The Hon. I. PNEVMATIKOS (15:11): And I have a supplementary: will the minister commit to building more housing, or at least stop selling public housing, to meet the demand or is it the case that she believes more public housing is not the answer?

The Hon. J.M.A. LENSINK (Minister for Human Services) (15:11): That's leading with a glass jaw. This is coming from the party that, under the 'leadership'—if I can use that term—of former treasure Tom Koutsantonis, was into wholesale flogging of the South Australian public Housing Trust assets. Even the 1000 Homes in 1000 Days program was but a slogan in that it was not 1,000 additional properties but 1,000 rebuilt properties, and the way that was funded was to sell existing Housing Trust properties. It potentially ended up with a net loss. We have a sales and viability program which is continuing—

An honourable member interjecting:

The Hon. J.M.A. LENSINK: It is a continuing program, and it is in the forward estimates from the Labor Party's years in office.

Members interjecting:

The Hon. J.M.A. LENSINK: No; we're not doing worse. We are doing better.

Members interjecting:

The PRESIDENT: Order!

The Hon. J.M.A. LENSINK: In Labor's time in office the sales and viability program was running at 500 properties per annum. This is the party that claims to care about—

Members interjecting:

The PRESIDENT: Order!

The Hon. J.M.A. LENSINK: —people who are underprivileged, yet the Labor Party was selling Housing Trust properties in the order of 500 a year; something like $1 billion in 10 years, or something in that order. I have quoted those figures to the parliament before, and I am amazed and shocked—

The Hon. S.G. Wade interjecting:

The PRESIDENT: Minister for Health and Wellbeing, you don't need to add anything.

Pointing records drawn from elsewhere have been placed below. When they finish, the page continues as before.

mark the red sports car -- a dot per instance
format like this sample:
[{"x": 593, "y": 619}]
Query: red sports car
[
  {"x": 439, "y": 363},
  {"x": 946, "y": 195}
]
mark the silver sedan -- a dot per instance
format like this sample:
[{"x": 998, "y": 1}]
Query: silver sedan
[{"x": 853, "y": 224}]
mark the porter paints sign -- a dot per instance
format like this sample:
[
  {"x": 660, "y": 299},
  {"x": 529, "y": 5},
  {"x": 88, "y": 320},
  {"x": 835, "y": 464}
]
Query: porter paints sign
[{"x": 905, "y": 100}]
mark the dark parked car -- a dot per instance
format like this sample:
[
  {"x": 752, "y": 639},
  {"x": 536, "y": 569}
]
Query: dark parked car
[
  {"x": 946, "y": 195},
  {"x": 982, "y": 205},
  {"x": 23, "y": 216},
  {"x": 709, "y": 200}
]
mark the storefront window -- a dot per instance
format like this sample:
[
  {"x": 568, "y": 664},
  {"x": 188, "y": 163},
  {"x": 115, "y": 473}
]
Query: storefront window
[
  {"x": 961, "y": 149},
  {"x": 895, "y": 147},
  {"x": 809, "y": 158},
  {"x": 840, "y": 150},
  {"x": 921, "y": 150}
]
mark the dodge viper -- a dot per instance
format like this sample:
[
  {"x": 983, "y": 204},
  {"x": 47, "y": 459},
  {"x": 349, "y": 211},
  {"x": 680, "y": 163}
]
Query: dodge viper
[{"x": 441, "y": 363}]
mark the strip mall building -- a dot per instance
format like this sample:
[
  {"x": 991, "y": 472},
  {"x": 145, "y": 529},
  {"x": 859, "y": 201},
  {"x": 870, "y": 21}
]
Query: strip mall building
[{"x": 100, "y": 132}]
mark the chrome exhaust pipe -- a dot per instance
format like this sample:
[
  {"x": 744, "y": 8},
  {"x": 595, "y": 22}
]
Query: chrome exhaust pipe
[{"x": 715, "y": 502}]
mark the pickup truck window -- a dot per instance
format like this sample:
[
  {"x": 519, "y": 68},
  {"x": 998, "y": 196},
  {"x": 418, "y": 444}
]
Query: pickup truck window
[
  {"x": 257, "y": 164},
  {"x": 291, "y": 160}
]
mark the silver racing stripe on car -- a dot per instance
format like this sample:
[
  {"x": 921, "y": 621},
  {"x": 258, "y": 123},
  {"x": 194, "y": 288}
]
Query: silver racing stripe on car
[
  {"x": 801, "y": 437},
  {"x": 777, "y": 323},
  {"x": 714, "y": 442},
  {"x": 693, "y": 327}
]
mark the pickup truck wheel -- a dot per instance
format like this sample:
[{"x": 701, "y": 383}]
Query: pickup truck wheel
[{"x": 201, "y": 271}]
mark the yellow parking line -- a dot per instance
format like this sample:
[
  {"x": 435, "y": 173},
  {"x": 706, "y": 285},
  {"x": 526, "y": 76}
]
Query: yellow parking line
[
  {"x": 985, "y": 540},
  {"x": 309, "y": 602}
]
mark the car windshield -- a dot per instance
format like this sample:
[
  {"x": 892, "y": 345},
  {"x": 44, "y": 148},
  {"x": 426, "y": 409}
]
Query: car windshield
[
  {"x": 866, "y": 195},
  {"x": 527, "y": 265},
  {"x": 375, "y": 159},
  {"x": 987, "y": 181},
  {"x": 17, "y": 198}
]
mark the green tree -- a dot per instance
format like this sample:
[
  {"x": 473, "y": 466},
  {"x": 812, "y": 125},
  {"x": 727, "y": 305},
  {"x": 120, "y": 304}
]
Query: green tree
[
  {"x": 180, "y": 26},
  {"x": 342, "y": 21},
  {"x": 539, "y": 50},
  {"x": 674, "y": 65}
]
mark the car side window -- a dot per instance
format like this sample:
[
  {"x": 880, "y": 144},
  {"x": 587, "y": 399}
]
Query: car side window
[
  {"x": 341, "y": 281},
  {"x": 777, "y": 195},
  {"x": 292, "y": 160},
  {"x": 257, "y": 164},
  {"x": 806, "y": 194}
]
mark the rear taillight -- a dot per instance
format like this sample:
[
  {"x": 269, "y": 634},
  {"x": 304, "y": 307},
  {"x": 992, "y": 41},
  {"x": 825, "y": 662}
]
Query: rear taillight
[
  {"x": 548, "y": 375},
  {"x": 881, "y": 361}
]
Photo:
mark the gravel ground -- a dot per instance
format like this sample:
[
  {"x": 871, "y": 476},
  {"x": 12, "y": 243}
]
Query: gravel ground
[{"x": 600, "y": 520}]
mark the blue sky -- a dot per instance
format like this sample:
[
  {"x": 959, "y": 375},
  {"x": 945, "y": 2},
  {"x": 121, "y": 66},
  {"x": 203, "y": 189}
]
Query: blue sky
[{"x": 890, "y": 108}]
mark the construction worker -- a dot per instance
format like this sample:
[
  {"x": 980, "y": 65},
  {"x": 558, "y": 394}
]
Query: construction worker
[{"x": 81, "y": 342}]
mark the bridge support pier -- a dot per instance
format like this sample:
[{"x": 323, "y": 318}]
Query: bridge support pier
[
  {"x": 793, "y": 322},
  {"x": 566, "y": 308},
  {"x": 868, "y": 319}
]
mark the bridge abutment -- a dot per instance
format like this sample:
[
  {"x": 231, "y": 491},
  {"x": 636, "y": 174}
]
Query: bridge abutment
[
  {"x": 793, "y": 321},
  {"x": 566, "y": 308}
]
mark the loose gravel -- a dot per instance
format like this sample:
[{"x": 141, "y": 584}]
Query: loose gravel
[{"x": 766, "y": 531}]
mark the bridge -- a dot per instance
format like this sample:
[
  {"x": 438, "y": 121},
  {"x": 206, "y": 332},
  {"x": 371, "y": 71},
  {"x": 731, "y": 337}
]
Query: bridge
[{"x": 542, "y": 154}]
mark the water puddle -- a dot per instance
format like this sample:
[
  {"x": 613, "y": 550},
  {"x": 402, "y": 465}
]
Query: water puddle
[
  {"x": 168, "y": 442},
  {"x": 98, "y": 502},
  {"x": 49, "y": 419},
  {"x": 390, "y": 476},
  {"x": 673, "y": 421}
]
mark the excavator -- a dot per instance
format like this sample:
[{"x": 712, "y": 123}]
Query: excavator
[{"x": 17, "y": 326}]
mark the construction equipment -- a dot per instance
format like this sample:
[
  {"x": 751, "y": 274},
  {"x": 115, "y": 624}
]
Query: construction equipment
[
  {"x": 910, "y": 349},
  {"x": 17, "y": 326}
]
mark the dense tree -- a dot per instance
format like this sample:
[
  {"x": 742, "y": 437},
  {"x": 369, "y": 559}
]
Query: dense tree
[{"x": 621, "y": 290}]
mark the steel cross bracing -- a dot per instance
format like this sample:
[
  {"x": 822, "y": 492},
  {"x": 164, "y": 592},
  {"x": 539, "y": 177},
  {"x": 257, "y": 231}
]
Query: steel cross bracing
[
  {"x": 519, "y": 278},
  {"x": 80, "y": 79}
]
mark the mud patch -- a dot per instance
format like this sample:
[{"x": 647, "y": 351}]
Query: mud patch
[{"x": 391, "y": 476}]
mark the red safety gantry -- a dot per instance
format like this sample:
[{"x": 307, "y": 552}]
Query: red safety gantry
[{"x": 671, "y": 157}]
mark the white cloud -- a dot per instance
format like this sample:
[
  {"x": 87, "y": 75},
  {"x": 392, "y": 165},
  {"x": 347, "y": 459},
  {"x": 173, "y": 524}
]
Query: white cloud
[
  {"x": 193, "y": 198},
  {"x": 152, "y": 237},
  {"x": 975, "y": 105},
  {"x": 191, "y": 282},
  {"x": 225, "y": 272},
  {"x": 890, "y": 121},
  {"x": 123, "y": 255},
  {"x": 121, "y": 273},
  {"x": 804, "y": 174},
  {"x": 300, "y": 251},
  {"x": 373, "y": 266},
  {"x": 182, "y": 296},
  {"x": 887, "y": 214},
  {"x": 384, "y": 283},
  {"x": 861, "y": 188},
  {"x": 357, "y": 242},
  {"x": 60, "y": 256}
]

The Hon. J.M.A. LENSINK: —that the Labor Party even raises this issue. We do have some sales of properties because some of them become surplus and we are putting in new ones, and so forth. Our program is running at less than half of what Labor's was in those years.

Through our strategy that was released last year—and I think potentially through the budget stimulus as well—we are intending to provide some new public housing. There is also the stock that was transferred to the social housing sector, the community housing providers. They are increasing their stock of new build through that program. We have also had a focus on affordable housing, because when people get into rental stress or have trouble paying their mortgages they may become homeless and then fall into needing assistance from the state government.

As part of the early intervention measures we have been very strong on saying that we need to have a boost for affordable housing, and so that is a large component of what the 10-year strategy is. We think that's actually a neglected part of the market because a lot of people are either working, or there may be a household where some people who are Centrelink recipients are sharing a house with people who are working and so forth but their incomes aren't that high, and they would really like to get into the affordable purchase.

So those are the areas that we are focused on: having a large strategy in which we have managed to get a number of private developers on board in that sense so that we are building the sort of stock that South Australians want.